Machine learning unveils hypoxia-immune gene hub for clinical stratification of thyroid-associated ophthalmopathy

Affiliations

Machine learning unveils hypoxia-immune gene hub for clinical stratification of thyroid-associated ophthalmopathy

Lu Chen et al. Sci Rep. .

Abstract

Thyroid-associated ophthalmopathy (TAO) is an autoimmune disorder affecting the orbit, potentially resulting in blindness. This study focused on the role of hypoxia in its pathogenesis through integrative bioinformatics and experimental validation. Five differentially expressed genes associated with hypoxia (HRDEGs) were identified via Gene Expression Omnibus (GEO) database mining: AGO2, CP, DIO3, PSMD14, WTIP. qPCR and immunohistochemistry confirmed reduced expressions of AGO2 and PSMD14, and elevated expression of DIO3 in TAO orbital tissues. Hypoxia exposure aggravated the above dysregulation and promoted proliferation and adipogenesis of orbital fibroblasts. A predictive model was developed using four machine learning algorithms and validated for its effectiveness in diagnosing TAO and assessing disease severity. Functional enrichment revealed hypoxia response, apoptosis, and programmed cell death. Protein-protein interaction and mRNA interaction networks of HRDEGs were established, predicting transcription factors, microRNAs, RNA-binding proteins, and drugs interacting with them. Immune infiltration analysis demonstrated the accumulation of Type 17 T helper cells and CD56 dim natural killer cells in high-risk patients, correlating with DIO3 upregulation and AGO2 downregulation.
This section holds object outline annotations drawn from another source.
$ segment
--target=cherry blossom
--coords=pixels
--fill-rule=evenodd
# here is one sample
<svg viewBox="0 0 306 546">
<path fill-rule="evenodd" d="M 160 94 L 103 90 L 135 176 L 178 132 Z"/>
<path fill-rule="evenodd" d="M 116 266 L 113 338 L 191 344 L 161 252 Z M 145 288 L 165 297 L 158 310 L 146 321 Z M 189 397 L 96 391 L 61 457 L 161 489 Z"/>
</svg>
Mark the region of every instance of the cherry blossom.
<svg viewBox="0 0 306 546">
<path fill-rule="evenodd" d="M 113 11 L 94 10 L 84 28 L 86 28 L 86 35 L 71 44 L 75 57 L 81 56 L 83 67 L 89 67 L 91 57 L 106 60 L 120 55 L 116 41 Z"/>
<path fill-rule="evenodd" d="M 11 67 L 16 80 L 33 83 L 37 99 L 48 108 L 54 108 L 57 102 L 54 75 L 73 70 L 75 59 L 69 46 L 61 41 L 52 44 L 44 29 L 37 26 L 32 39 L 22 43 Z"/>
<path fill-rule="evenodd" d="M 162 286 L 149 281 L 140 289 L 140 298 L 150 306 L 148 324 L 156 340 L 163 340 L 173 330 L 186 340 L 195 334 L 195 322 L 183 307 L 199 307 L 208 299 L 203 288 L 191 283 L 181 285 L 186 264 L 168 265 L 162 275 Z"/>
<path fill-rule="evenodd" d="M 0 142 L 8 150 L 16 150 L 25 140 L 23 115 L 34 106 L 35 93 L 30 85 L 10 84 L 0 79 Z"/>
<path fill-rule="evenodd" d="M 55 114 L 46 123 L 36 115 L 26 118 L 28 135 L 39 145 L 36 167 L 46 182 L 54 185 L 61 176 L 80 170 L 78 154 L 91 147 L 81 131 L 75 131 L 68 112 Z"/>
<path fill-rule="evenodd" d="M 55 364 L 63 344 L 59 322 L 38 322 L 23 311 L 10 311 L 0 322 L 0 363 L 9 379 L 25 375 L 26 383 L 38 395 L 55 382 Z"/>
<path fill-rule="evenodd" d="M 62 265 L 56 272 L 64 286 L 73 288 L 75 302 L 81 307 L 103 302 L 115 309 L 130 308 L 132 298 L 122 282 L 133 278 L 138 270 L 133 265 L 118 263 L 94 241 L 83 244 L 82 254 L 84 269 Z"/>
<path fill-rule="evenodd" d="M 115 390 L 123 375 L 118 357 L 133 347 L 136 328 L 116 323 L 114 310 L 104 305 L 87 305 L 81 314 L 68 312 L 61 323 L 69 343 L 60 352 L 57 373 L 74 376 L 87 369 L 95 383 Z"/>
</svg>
Flow cytometry confirmed the enrichment of these two cell types in the orbital tissue of TAO. This study revealed hypoxia-immunity crosstalk in TAO pathogenesis, providing a validated predictive model and molecular targets for precision interventions.

Keywords: Hypoxia; Immune microenvironment; Predictive model; Thyroid-associated ophthalmopathy.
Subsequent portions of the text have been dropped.